Common stock offered by us 
Shares of our common stock having an aggregate offering price of up to $75,000,000.
Common stock to be outstanding after this offering 
Up to 112,134,422 shares, assuming sales of 17,814,726 shares of our common stock in this offering at an assumed offering price of $4.21 per share, which was the last reported sale price of our common stock on Nasdaq on May 4, 2026. The actual number of shares issued will vary depending on the sales prices at which our common stock is sold under this offering.
Plan of Distribution 
“At the market offering” that may be made from time to time through Jefferies, as our sales agent. See “Plan of Distribution” on page S-14 of this prospectus.
Use of Proceeds 
We currently intend to use the net proceeds from this offering, if any, to advance our ongoing and planned clinical trials and to develop and advance additional product candidates, as well as for working capital and general corporate purposes. See “Use of Proceeds” on page S-10 of this prospectus.
Risk Factors 
You should read the “Risk Factors” section of this prospectus and in the documents incorporated by reference into this prospectus for a discussion of factors you should carefully consider before deciding to purchase shares of our common stock.
Nasdaq symbol 
“XFOR”
The number of our shares of common stock outstanding after this offering is based on an aggregate of 94,319,696 shares of our common stock outstanding as of March 31, 2026, and excludes the following:
4,180 shares of our common stock issuable upon the exercise of options outstanding as of March 31, 2026 under the 2015 Employee, Director and Consultant Equity Incentive Plan, as amended (the “2015 Plan”), having a weighted average exercise price of $267.23 per share;
3,745,911 shares of our common stock issuable upon the exercise of options outstanding as of March 31, 2026 under the Amended and Restated 2017 Equity Incentive Plan (the “2017 Plan”), having a weighted average exercise price of $4.49 per share;
12,105,423 shares of our common stock issuable upon the exercise of options outstanding as of March 31, 2026 under the 2019 Inducement Equity Incentive Plan (the “2019 Plan”), having a weighted average exercise price of $1.99 per share;
54,410 shares of our common stock issuable upon the vesting and settlement of outstanding restricted stock unit awards outstanding as of March 31, 2026 under our 2017 Plan;
31,977,618 shares of common stock issuable upon the exercise of pre-funded warrants outstanding as of March 31, 2026, with 31,367,428 having an exercise price of $0.001 per share and 610,190 having an exercise price of $0.03 per share;
2,545,948 shares of common stock issuable upon the exercise of warrants outstanding as of March 31, 2026, having a weighted average exercise price of $39.18 per share; and
1,496,929 shares of common stock reserved for future issuance under our 2017 Plan, Amended and Restated 2017 Employee Stock Purchase Plan (the “2017 ESPP”) and 2019 Plan as of March 31, 2026.

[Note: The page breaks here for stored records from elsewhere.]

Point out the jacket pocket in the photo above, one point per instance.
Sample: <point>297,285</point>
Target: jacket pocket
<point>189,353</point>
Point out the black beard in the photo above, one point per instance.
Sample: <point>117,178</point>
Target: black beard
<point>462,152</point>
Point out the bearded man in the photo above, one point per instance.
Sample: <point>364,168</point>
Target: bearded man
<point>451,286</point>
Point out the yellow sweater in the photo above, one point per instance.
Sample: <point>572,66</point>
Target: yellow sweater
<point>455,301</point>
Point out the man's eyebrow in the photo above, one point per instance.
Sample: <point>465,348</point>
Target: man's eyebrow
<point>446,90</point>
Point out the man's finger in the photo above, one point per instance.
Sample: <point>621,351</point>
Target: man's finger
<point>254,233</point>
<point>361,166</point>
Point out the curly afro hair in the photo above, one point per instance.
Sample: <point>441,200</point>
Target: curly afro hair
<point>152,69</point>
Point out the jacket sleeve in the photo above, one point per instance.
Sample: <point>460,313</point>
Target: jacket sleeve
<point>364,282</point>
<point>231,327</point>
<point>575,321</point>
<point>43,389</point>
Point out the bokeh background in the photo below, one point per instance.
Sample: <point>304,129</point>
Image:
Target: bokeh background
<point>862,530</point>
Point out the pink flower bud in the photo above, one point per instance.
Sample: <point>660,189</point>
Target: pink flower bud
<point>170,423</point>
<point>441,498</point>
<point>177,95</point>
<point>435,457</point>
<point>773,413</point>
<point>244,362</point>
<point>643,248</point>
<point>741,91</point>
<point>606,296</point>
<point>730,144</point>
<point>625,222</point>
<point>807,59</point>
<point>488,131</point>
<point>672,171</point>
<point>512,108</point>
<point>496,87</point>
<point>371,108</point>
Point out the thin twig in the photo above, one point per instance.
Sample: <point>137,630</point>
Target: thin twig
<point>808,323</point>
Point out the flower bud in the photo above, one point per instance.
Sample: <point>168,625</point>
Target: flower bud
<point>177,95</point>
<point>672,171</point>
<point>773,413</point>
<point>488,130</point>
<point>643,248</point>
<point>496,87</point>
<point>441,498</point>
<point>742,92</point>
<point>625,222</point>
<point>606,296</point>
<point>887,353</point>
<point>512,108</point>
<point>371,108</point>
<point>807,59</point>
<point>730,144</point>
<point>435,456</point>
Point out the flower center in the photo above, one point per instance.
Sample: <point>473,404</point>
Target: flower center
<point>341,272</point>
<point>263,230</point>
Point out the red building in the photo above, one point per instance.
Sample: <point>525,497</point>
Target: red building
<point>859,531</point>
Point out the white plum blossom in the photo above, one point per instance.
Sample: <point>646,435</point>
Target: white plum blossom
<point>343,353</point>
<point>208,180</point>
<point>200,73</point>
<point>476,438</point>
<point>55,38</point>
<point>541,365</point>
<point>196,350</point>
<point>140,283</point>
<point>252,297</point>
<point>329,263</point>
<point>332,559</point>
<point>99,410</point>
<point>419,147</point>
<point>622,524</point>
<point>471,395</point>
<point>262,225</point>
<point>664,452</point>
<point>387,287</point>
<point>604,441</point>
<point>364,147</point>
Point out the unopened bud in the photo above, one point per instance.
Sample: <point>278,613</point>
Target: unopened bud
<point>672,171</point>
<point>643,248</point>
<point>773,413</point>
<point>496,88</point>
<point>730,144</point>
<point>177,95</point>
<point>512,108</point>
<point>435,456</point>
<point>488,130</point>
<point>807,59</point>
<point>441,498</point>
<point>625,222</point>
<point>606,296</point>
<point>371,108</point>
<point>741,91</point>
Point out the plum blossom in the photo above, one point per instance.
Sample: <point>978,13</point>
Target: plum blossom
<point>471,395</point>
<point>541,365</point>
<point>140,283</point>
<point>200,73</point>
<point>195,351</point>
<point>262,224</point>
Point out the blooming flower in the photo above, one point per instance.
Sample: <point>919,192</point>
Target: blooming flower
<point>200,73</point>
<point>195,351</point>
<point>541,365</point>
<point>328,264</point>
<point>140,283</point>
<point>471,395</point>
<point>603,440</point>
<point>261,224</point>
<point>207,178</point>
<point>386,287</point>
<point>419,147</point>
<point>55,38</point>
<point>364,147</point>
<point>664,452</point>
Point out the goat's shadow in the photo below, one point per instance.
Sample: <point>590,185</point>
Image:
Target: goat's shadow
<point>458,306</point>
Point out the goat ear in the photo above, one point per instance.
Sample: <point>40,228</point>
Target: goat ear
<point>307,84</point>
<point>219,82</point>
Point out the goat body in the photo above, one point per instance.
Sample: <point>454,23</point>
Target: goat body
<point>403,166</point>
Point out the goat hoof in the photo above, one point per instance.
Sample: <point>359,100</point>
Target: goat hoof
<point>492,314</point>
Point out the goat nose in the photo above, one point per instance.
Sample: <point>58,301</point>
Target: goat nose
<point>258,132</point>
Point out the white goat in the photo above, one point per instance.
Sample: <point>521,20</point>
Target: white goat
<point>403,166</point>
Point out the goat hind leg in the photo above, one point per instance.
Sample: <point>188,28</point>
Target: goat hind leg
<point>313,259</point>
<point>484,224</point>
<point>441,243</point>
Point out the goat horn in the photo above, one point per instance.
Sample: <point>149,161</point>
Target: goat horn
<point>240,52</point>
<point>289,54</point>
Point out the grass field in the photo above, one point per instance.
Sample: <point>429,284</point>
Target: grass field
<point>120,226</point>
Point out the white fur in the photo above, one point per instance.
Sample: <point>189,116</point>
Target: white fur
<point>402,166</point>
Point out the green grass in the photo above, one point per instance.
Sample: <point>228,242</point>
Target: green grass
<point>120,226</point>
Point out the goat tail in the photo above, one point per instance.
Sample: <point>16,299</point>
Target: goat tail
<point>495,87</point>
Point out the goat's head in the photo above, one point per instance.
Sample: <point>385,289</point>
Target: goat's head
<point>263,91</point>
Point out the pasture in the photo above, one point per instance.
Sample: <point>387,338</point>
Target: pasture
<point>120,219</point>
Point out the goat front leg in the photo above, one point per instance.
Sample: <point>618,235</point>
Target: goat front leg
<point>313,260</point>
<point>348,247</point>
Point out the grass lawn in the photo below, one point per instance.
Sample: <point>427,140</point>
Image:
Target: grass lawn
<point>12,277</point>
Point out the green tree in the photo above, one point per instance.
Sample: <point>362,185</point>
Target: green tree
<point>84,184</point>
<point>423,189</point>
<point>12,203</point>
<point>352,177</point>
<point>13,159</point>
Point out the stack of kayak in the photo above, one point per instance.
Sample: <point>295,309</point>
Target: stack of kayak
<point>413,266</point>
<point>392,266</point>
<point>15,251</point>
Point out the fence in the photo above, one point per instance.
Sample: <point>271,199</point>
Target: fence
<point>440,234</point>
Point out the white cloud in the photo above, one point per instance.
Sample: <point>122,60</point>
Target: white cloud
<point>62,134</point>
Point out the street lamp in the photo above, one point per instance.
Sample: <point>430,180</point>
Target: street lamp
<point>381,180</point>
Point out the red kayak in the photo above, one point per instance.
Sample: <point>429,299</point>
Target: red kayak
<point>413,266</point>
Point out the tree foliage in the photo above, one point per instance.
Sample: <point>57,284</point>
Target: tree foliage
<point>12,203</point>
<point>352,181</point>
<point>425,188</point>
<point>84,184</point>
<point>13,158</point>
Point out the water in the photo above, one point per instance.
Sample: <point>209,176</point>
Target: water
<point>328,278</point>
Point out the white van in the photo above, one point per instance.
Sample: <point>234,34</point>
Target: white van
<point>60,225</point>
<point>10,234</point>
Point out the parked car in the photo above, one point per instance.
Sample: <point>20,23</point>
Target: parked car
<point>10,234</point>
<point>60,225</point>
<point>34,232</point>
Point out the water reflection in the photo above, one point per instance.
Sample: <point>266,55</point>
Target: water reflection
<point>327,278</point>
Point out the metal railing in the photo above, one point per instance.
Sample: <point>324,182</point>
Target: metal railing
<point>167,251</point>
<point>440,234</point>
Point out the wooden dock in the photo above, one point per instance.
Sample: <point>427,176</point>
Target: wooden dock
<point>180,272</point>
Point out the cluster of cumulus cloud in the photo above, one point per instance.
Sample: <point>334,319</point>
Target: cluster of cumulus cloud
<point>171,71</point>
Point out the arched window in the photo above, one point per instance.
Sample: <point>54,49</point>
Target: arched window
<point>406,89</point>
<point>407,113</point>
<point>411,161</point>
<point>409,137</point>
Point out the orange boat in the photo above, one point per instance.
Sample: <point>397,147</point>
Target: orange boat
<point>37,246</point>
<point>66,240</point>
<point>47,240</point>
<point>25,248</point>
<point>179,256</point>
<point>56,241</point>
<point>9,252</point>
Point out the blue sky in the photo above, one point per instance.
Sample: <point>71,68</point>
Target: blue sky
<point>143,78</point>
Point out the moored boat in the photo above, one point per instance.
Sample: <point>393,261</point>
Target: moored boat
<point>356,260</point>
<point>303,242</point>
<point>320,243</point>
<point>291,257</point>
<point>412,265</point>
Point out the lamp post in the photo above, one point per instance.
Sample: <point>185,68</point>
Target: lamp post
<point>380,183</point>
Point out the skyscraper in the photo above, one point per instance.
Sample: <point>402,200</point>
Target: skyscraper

Except as otherwise indicated, all information in this prospectus assumes no exercise of outstanding options, pre-funded warrants or warrants and no vesting of restricted stock units after March 31, 2026.
S-3


RISK FACTORS
Investing in our common stock involves a high degree of risk. Before deciding whether to invest in our common stock, you should consider carefully the risks and uncertainties described below and discussed under the heading “Risk Factors” contained in our most recent Annual Report on Form 10-K, and in our subsequent Quarterly Reports on Form 10-Q, as well as any amendments thereto reflected in subsequent filings with the SEC, which are incorporated by reference into this prospectus in their entirety, together with other information in this prospectus, the documents incorporated by reference and any free writing prospectus that we may authorize for use in connection with this offering. The risks described in these documents are not the only ones we face, but those that we consider to be material. There may be other unknown or unpredictable economic, business, competitive, regulatory or other factors that could have material adverse effects on our future results. Past financial performance may not be a reliable indicator of future performance, and historical trends should not be used to anticipate results or trends in future periods. If any of these risks actually occurs, our business, financial condition, results of operations or cash flow could be seriously harmed. This could cause the trading price of our common stock to decline, resulting in a loss of all or part of your investment. Please also read carefully the section below titled “Cautionary Note Regarding Forward-Looking Statements.”
Additional Risks Related to This Offering
Management will have broad discretion as to the use of the proceeds from this offering, and may not use the proceeds effectively.
While we currently intend to use the net proceeds from this offering, if any, to advance our ongoing and planned clinical trials and to develop and advance additional product candidates, as well as for working capital and general corporate purposes, because we have not designated the amount of net proceeds from this offering to be used for any particular purpose, our management will have broad discretion as to the application of the net proceeds from this offering and could use them for purposes other than those contemplated at the time of the offering. Our management may use the net proceeds for corporate purposes that may not improve our financial condition or market value.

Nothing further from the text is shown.